BOHR, un satellite de City Labs, a été lancé à bord de la mission Transporter-17 de SpaceX depuis la Vandenberg Space Force Base, en Californie. Sa batterie NanoTritium à base de tritium permettra de déterminer si une source de micropuissance nucléaire développée par une entreprise privée peut fonctionner en toute sécurité en orbite et soutenir de futures missions pour lesquelles les panneaux solaires et les batteries conventionnelles pourraient ne pas suffire.

Le test est de petite envergure, mais les enjeux ne le sont pas. Si la technologie se montre fiable, elle pourrait offrir aux entreprises spatiales commerciales un autre moyen d’alimenter leurs engins dans l’obscurité, le froid extrême et lors de missions de longue durée très éloignées d’un accès facile à la lumière du Soleil.

Un CubeSat place une source de micropuissance nucléaire en orbite

La fusée Falcon 9 Transporter-17 de SpaceX a emporté 81 charges utiles, dont des CubeSats, des microsatellites et des véhicules de transfert orbital. Selon Space.com, la fusée a commencé à déployer ses charges utiles environ 50 minutes après le lancement.
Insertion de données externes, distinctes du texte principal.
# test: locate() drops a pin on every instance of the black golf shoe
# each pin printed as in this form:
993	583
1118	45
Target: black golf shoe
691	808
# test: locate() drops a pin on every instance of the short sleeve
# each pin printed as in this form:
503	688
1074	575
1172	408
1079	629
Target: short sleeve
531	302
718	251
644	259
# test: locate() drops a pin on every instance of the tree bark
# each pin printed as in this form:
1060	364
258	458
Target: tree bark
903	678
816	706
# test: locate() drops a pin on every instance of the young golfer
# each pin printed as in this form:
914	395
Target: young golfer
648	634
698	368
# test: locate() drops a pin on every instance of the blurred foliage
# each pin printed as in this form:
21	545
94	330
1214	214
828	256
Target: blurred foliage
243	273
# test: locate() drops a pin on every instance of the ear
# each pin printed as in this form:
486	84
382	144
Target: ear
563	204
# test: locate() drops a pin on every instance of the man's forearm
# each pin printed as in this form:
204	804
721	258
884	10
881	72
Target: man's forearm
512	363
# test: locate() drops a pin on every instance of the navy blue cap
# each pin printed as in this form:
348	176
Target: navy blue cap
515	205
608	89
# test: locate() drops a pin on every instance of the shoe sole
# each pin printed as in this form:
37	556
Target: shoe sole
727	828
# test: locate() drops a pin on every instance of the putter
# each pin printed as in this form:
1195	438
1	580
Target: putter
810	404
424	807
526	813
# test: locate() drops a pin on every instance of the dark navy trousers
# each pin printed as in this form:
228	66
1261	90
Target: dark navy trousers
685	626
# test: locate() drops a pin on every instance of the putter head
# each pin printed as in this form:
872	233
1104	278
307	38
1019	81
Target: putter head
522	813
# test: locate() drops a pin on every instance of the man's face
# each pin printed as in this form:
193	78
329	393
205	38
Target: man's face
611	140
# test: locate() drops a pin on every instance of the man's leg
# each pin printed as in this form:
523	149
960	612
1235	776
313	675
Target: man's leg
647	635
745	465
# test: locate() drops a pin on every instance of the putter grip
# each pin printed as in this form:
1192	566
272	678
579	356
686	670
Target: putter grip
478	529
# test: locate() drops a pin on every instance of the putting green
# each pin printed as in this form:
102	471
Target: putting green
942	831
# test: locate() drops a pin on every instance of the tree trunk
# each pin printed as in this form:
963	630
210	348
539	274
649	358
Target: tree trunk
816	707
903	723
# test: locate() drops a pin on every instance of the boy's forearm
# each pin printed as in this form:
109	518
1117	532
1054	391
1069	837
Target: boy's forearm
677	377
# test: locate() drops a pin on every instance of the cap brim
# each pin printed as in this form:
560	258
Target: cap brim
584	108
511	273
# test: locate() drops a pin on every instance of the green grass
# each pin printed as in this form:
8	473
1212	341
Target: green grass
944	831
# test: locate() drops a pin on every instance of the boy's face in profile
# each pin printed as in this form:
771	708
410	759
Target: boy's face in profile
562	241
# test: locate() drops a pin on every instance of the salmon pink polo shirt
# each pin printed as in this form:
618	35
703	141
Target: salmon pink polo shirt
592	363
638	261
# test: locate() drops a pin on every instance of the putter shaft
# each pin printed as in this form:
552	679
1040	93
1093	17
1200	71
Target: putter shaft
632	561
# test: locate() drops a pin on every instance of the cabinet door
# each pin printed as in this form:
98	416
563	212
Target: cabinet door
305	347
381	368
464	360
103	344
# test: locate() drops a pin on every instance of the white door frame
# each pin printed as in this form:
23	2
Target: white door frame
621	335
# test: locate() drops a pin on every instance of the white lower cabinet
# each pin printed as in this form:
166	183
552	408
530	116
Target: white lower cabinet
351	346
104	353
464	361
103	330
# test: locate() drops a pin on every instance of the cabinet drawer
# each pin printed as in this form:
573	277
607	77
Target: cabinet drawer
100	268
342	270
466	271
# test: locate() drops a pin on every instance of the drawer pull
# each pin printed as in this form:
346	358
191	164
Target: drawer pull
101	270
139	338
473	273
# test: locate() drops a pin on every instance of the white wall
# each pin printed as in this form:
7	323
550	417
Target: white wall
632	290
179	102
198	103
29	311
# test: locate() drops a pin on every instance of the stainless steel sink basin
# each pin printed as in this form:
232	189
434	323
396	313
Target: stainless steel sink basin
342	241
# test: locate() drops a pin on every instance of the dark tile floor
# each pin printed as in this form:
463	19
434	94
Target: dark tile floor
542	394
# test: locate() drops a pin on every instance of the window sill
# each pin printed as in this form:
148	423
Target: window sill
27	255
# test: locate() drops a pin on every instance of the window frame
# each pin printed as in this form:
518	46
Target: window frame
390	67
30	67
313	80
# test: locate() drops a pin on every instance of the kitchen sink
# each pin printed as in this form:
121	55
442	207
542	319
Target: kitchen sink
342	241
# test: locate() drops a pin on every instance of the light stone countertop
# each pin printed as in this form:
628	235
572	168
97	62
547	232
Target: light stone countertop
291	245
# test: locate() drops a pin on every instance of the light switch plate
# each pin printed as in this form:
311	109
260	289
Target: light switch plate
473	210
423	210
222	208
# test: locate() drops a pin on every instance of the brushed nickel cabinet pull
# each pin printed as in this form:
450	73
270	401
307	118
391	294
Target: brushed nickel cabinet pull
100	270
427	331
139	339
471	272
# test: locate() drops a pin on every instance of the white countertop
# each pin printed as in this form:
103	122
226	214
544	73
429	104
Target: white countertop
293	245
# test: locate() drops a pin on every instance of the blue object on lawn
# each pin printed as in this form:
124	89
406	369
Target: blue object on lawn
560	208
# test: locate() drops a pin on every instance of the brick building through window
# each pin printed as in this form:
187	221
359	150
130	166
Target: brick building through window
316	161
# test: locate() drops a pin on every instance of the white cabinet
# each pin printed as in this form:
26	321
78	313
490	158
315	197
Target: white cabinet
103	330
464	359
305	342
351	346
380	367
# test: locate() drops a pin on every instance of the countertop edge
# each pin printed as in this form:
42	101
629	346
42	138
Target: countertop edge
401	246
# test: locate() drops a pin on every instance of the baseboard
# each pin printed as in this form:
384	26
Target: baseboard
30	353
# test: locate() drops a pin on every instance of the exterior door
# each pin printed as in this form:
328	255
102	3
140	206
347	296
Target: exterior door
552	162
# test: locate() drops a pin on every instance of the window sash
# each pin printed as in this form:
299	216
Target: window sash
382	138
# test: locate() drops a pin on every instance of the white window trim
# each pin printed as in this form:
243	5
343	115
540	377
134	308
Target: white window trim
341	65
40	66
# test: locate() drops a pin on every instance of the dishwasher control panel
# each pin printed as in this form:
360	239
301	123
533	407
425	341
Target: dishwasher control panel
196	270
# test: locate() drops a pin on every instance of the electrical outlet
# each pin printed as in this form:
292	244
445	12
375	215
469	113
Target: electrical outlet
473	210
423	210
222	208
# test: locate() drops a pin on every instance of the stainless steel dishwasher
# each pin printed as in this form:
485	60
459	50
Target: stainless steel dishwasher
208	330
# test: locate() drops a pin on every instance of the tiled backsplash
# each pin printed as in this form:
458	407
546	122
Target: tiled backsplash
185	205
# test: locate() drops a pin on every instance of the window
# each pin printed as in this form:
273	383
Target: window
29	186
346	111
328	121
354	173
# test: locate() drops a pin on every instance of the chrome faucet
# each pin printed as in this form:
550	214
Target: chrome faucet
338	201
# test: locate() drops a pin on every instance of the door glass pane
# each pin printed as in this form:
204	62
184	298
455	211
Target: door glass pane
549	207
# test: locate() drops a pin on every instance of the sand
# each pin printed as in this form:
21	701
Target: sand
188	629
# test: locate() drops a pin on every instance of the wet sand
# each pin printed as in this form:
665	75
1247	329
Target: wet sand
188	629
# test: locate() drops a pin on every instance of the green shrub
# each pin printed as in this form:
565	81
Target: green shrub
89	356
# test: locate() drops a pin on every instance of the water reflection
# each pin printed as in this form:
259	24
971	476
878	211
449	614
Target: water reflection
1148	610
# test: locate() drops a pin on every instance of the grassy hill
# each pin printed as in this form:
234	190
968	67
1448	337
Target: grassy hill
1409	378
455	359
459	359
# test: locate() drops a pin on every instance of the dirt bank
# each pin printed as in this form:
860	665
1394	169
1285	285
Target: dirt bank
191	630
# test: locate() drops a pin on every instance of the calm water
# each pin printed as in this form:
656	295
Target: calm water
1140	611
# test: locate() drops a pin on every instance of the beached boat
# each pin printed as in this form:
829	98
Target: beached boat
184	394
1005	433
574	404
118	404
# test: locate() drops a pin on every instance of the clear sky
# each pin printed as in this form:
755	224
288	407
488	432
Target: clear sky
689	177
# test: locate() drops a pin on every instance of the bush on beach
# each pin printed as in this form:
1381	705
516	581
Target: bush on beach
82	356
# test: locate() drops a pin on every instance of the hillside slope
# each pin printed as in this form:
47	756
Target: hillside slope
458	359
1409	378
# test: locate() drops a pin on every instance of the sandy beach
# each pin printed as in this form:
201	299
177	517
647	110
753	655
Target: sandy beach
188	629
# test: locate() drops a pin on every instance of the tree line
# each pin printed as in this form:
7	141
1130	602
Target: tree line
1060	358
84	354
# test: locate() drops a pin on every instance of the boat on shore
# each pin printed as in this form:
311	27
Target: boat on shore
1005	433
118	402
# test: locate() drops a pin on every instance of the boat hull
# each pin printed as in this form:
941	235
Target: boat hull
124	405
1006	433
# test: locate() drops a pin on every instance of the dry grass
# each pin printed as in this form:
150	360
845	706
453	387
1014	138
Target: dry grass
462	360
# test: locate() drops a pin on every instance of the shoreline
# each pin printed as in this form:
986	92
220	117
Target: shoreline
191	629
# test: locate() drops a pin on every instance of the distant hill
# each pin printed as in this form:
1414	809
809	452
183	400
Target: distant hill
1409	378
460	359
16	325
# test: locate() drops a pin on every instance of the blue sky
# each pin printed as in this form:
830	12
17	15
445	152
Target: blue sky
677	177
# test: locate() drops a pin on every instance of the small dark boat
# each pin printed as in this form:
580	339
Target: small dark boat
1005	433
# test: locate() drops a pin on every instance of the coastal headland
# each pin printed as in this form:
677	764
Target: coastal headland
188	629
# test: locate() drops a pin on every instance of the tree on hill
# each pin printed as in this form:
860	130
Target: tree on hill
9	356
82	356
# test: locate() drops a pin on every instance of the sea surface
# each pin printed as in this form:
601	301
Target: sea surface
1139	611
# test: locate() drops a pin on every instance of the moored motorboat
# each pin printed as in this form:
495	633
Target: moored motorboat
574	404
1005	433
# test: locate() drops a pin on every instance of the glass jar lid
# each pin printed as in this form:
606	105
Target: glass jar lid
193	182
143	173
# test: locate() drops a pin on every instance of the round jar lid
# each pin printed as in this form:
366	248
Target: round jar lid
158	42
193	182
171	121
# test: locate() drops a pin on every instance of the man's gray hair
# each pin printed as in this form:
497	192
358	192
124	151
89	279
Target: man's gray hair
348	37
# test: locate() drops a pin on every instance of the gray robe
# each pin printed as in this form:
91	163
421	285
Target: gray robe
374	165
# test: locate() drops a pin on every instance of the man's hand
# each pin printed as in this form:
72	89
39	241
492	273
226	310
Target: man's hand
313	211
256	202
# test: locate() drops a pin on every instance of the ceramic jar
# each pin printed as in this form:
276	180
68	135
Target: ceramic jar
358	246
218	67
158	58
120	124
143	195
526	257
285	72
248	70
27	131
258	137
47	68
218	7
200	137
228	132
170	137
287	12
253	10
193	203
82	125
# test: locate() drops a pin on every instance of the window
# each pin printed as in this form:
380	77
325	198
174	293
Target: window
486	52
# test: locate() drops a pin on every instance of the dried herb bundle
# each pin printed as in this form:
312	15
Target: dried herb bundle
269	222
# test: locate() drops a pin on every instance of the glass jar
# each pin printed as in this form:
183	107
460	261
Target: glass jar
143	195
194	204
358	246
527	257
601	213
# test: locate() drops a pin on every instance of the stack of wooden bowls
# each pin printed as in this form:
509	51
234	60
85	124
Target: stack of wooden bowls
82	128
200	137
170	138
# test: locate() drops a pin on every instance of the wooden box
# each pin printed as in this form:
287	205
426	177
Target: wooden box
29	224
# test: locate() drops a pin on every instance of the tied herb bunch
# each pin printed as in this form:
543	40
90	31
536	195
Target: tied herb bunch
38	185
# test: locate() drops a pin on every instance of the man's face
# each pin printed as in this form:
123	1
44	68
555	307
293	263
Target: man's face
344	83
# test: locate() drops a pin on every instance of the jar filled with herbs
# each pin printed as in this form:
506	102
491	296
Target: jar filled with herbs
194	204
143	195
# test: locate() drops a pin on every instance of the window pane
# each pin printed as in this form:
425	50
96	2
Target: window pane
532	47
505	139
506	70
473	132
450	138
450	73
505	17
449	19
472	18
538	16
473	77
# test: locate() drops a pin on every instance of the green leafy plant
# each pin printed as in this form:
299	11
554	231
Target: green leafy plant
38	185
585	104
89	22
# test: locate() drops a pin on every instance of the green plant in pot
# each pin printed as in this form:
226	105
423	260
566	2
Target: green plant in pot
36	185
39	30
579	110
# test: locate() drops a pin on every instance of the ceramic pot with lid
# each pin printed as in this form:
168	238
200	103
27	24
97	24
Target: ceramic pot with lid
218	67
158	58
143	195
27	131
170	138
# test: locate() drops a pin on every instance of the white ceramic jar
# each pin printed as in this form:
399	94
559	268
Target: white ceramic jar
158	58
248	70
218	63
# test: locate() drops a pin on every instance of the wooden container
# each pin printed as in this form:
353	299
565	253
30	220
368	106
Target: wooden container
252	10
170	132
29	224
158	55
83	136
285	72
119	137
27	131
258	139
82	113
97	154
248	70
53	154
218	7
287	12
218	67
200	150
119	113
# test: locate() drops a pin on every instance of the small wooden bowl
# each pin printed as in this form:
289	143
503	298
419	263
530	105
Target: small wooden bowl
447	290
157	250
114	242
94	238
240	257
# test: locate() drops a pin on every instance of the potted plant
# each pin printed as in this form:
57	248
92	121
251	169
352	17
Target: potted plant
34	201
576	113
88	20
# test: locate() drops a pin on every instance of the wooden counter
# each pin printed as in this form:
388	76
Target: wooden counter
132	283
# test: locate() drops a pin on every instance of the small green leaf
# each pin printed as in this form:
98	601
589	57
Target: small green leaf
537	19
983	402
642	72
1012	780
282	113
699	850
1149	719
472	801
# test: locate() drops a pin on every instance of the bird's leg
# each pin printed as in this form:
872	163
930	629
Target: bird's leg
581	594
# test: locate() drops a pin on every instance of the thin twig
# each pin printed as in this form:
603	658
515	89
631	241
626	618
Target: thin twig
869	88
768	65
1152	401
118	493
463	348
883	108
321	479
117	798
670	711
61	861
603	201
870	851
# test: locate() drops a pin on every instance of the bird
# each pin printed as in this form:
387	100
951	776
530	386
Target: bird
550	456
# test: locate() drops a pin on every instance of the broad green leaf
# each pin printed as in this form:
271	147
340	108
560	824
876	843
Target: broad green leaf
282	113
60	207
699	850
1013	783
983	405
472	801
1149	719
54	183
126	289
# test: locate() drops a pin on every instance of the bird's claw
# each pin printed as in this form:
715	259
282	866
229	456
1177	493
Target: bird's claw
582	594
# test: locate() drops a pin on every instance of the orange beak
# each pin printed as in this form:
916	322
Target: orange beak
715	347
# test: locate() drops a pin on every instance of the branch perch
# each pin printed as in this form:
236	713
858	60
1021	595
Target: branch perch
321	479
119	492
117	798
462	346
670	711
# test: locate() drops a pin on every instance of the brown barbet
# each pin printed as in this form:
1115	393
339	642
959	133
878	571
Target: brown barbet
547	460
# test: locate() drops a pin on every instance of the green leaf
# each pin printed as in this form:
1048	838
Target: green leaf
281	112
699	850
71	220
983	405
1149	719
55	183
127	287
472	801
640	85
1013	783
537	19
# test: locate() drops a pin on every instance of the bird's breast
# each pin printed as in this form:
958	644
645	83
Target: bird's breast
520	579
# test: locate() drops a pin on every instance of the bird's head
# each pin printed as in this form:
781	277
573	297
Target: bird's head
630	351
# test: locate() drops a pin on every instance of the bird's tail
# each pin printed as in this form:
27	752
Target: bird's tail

« Il s’agit d’une étape historique pour l’énergie nucléaire commerciale dans l’espace », a déclaré Peter Cabauy, CEO de City Labs, dans un communiqué, selon Space.com.

BOHR, acronyme de Betavoltaic Orbital High-Reliability, embarque la source de micropuissance bêtavoltaïque propriétaire NanoTritium de City Labs. Le système utilise les particules bêta émises par la désintégration du tritium et convertit une partie de leur énergie en électricité grâce à un semi-conducteur.

Il ne s’agit pas d’un réacteur nucléaire. Il est également bien plus petit et moins puissant que les générateurs thermoélectriques à radio-isotopes à base de plutonium utilisés par la NASA dans des missions comme Voyager, Curiosity et Perseverance.

BOHR dépend toujours de l’énergie solaire pour les opérations générales du véhicule spatial, tandis que la charge utile nucléaire fonctionne comme une démonstration de faisabilité indépendante.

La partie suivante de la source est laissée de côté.